Not all writing is an essay, however.  In fiction, and in especially in journalism and in most other storytelling genres, writing usually starts with setting the scene.  If you were to write for the Ptara blog or an article for our journal, we’d normally expect the writing to start in the appropriate way, depending upon the genre.

Ways of setting the scene:

  1. Traditional newspaper opening LOCATION: DATE.  Then a summary of the key facts surrounding the event, detailing the who, what, when, and where, leaving the why and how till later.


London: July 26th, 1995.  At the London School of Journalism today, one of the lecturers [name withheld] claimed that “news is when someone has something to hide, everything else is advertising.”  The students then took the underground to enter the […] courtroom where… was charged with …

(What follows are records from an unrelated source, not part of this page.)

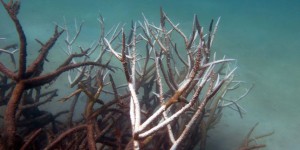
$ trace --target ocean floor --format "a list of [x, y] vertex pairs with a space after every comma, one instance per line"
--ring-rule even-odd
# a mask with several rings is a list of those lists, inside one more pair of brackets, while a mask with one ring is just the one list
[[[54, 25], [66, 23], [73, 26], [84, 20], [79, 43], [88, 46], [99, 34], [97, 17], [105, 18], [107, 28], [117, 23], [141, 20], [142, 13], [153, 22], [159, 22], [159, 9], [163, 7], [174, 22], [180, 23], [185, 32], [192, 27], [193, 15], [197, 14], [201, 24], [208, 27], [211, 19], [221, 16], [214, 40], [214, 51], [219, 56], [237, 59], [237, 78], [254, 88], [240, 105], [247, 113], [240, 118], [236, 111], [226, 109], [221, 122], [209, 131], [208, 149], [236, 149], [255, 123], [259, 122], [254, 135], [274, 131], [274, 134], [258, 143], [266, 144], [266, 150], [296, 150], [300, 137], [300, 1], [290, 0], [189, 0], [182, 2], [159, 0], [26, 0], [21, 1], [19, 18], [28, 36], [29, 59], [38, 51], [35, 38], [46, 40]], [[0, 6], [0, 47], [16, 42], [16, 31]], [[62, 42], [61, 42], [62, 43]], [[51, 51], [48, 70], [55, 69], [64, 58], [61, 46]], [[4, 58], [1, 56], [1, 61]], [[68, 87], [66, 75], [56, 83]], [[63, 84], [59, 84], [63, 83]], [[60, 91], [68, 95], [71, 90]], [[57, 107], [60, 106], [60, 107]], [[54, 103], [46, 109], [64, 110]], [[82, 109], [82, 108], [78, 108]]]

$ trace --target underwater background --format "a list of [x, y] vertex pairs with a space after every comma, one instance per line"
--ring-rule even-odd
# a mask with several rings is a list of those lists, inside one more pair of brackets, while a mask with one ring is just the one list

Okay, so it would be more interesting with the details, right?  Then the facts would be easier to refute or to verify. Well, maybe later.

With fiction, however, the details don’t have to be as specific.

“It was the best of times, it was the worst of times…”

“A long time ago, in a land far far away…”

“Once upon a time…”

In some ways, the lack of being too specific allows us to identify with the characters.  (See Scott McCloud’s books on understanding comics for a similar take on images.)  Even when things are relatively specific, sometimes only part of a year is included, as in Treasure Island, where in the first few paragraphs the writer states…

“I take up my pen in the year of grace 17__ and go back to the time when my father kept up the Admiral Benbow in and the brown old seaman with the sabre cut first took up his lodging under our roof.”

The year is not specific, and other facts are left deliberately vague, which helps us get lost in the story.

The same can be said for Mary Shelley’s Frankenstein, and many other novels in French and English.  The same lack of detail which would make a terrible news story makes an enchanting fantasy.

Unfortunately, a lot of vague journalism is out there.  And people are getting too specific with fiction, while leaving out the details in fact.  As a result, our generation (by which I mean everyone from baby boomers down to millennials) seems to have difficulty separating myth from reality.

To conclude, there are three principal ways to start prose, depending upon which genre.  To start fiction, we’d normally set the scene by entering the ordinary world of the characters through the imagination, then getting into the key actions.  With writing journalism, we normally start by giving as exact a date and time as we can, and summarising the key facts.  Journalists might describe the world as they’ve seen it, but photographs are often used in the place of words, and the facts are allowed to speak for themselves.  With an essay, we normally start by making the purpose of our writing clear.

There are other ways to start prose, of course, but I think beginners can greatly benefit by trying one of these three.  With fiction, I’m open to experimentation, but with news writing, I really think time and place are important.